I met those familiar, haunting eyes. "I did," I replied. "And now, I get to finish the game."
Then I lunged.
My claws tore through the illusion, shredding flesh that wasn’t hers, not truly. Blood erupted in a gruesome arc. Screams followed, high and panicked. I didn’t stop.
I couldn’t stop.
Like a beast unleashed, I tore through Jacob’s disguise with feral rage—fangs, claws, fury—all until there was nothing left but gore, fire, and silence. I set the remains ablaze myself, watching the flames devour the last trace of the imposter.
The trial chamber was frozen.

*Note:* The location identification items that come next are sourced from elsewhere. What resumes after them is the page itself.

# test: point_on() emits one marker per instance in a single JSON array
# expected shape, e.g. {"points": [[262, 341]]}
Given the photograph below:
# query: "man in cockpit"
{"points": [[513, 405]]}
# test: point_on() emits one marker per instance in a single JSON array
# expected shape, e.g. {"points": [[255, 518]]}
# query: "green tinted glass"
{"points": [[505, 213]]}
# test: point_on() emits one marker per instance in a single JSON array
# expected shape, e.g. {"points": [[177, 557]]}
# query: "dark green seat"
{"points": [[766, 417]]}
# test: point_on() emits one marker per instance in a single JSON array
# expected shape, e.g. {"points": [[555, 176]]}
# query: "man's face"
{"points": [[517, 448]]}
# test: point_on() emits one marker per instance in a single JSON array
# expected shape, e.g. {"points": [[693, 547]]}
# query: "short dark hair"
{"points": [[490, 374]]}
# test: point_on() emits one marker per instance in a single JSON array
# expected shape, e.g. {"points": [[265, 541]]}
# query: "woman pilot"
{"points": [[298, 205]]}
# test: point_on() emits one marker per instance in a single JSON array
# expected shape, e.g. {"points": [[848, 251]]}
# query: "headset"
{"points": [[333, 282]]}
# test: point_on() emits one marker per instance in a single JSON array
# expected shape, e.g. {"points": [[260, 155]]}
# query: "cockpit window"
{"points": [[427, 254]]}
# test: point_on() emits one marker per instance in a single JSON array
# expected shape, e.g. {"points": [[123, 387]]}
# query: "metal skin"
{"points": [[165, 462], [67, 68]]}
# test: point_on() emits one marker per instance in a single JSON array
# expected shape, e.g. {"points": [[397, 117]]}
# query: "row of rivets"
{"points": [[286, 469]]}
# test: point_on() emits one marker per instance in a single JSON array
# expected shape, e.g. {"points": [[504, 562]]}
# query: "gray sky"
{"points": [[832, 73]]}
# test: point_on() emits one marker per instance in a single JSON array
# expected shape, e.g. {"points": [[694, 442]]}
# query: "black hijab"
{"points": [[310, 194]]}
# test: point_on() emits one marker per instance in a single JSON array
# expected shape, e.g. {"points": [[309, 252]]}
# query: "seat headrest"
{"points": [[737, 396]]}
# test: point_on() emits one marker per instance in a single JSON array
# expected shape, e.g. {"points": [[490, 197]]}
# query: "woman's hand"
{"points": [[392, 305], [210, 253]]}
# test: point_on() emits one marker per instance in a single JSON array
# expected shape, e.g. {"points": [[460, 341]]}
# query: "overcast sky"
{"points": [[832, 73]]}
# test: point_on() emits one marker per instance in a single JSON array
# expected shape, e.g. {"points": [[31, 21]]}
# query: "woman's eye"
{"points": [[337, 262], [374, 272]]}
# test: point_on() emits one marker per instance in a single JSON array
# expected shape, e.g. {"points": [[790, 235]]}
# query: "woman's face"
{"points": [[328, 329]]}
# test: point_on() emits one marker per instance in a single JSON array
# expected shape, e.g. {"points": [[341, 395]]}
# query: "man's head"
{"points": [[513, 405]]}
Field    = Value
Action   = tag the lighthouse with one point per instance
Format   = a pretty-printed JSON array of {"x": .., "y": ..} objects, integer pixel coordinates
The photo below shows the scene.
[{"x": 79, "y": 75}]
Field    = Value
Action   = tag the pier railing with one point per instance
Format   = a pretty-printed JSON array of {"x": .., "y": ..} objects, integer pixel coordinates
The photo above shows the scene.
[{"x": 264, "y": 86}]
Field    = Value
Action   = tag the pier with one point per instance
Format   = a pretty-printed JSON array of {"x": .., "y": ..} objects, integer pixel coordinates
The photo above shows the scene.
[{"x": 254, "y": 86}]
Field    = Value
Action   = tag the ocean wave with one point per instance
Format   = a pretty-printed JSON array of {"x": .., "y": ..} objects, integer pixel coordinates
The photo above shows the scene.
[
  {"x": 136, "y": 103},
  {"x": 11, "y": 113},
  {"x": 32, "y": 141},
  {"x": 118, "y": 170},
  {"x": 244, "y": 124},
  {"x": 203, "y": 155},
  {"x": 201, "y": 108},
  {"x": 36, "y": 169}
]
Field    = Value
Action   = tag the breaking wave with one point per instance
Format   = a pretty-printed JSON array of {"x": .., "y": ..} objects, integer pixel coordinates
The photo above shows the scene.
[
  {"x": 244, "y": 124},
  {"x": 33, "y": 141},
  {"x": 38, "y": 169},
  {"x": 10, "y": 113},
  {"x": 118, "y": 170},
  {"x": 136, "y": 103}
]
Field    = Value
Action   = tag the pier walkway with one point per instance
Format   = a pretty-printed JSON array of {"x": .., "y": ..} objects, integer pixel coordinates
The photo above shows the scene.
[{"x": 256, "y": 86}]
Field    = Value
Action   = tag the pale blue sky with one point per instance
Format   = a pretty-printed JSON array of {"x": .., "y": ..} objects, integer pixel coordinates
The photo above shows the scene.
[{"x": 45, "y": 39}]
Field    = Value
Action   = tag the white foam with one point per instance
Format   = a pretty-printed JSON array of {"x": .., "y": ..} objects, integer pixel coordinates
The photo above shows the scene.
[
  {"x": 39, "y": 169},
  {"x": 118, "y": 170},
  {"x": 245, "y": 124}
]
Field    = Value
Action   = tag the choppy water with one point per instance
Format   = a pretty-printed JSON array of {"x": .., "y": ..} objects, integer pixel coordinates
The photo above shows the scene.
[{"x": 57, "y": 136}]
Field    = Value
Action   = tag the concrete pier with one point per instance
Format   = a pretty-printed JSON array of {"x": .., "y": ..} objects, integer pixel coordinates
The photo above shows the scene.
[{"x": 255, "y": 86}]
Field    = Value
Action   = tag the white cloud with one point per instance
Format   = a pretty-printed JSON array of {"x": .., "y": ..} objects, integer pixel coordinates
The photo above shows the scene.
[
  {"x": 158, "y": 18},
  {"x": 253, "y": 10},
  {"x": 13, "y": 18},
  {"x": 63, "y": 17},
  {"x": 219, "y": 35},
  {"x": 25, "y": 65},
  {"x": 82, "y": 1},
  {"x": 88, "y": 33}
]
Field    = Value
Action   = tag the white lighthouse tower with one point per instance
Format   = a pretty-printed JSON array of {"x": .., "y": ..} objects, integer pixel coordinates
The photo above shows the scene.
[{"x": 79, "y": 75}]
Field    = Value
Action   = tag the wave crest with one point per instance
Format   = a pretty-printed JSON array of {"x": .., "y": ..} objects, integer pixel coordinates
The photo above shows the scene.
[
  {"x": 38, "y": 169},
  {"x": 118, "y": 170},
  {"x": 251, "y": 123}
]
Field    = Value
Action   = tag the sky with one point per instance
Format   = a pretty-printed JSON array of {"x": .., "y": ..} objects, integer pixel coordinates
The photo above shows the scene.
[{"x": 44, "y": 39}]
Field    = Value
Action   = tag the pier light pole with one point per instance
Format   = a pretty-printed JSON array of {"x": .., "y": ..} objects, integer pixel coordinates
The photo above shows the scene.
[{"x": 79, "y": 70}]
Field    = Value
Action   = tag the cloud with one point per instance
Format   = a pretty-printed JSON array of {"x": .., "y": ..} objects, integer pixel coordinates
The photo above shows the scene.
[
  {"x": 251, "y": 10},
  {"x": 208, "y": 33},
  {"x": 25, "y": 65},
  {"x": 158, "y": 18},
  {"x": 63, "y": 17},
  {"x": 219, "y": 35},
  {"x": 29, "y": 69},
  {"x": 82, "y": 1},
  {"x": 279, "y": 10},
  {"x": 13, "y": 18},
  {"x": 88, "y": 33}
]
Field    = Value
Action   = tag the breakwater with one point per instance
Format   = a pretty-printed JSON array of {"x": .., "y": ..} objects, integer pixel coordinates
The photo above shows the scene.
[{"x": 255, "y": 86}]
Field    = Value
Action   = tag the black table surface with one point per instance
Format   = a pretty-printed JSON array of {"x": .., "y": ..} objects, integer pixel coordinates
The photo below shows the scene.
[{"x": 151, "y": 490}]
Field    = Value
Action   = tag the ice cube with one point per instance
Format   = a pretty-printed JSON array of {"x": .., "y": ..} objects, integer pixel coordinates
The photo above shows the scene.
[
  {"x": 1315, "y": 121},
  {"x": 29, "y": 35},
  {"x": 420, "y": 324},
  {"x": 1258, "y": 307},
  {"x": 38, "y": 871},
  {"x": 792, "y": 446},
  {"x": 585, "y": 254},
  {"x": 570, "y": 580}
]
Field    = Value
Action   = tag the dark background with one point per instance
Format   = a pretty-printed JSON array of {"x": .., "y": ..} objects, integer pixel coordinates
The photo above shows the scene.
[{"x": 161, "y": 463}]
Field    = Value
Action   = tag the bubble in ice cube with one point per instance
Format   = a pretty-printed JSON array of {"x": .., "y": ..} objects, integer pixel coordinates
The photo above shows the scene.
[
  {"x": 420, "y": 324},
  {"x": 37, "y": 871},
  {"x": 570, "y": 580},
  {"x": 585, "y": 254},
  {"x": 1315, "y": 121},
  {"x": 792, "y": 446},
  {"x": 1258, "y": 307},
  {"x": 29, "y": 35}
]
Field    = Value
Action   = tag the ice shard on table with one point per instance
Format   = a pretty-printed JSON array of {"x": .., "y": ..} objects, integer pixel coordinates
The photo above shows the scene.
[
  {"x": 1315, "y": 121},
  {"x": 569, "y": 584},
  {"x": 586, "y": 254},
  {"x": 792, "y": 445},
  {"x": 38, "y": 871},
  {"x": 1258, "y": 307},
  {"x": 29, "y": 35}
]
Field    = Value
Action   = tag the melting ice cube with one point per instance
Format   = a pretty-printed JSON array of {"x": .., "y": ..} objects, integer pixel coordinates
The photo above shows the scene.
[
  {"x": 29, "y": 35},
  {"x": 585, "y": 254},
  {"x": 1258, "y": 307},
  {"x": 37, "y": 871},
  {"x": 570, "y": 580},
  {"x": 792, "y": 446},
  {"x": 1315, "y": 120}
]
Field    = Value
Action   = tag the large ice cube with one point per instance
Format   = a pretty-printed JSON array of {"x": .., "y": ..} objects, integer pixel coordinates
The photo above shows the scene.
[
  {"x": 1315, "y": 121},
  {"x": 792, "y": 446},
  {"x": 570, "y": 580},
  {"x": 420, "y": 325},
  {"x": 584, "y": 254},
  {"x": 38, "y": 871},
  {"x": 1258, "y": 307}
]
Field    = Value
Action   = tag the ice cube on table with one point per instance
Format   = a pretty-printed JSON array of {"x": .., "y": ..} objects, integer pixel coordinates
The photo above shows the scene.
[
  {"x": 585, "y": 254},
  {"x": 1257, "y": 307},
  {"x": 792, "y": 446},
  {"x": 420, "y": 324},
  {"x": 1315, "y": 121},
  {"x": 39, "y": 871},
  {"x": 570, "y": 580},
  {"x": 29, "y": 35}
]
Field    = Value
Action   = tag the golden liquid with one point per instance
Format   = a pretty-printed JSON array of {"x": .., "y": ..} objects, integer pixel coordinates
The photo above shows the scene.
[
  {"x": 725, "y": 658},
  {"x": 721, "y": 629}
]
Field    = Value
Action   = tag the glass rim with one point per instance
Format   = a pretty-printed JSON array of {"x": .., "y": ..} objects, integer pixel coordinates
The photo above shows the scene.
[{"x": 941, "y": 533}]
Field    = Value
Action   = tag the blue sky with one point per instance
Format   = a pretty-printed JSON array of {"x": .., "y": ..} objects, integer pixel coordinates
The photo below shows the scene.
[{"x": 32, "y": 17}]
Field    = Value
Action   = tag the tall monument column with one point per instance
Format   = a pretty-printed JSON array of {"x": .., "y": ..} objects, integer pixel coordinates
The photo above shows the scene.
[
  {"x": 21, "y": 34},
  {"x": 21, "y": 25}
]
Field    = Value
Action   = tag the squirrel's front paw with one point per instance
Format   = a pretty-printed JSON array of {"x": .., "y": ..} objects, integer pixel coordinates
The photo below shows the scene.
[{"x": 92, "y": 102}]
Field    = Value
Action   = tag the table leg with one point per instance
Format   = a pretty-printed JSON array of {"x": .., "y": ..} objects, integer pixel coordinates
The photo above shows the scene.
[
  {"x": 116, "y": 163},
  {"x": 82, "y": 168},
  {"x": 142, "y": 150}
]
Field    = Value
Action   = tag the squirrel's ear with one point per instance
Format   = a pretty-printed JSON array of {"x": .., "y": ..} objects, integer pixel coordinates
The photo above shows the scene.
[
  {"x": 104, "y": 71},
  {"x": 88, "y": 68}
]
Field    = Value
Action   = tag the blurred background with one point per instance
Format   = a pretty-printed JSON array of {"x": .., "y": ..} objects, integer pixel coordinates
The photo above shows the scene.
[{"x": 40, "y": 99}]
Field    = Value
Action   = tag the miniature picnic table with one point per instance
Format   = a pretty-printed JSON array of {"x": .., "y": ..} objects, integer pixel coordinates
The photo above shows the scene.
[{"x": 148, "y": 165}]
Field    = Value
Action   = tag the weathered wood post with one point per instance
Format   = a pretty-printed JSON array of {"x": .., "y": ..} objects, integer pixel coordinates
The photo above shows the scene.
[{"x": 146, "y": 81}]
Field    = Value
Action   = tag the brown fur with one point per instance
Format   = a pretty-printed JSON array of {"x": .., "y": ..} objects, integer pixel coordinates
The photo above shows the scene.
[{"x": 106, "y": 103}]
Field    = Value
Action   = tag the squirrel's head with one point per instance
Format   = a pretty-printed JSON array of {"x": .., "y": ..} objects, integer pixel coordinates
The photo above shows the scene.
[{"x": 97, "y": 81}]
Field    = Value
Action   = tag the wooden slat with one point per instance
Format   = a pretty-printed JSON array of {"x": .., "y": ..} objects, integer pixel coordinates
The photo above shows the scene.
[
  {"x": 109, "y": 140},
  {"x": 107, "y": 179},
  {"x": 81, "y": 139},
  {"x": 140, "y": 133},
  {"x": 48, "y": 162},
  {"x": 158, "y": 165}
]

Not a sound, not a breath.
I stood at the center, soaked in blood, shoulders heaving, trembling like a leaf caught in a hurricane.
"She’s dead," I said, my voice low and hollow. "Justice has been served."
And then I collapsed to my knees.
Around me, the crowd burst into victorious cheers—thunderous, deafening.
But I didn’t hear them.
All I heard was the echo in my own mind.
I killed the woman I loved.
Even if she was never real. Even if it was all a lie.
It still shattered me.
And I didn’t know if I’d ever recover from it.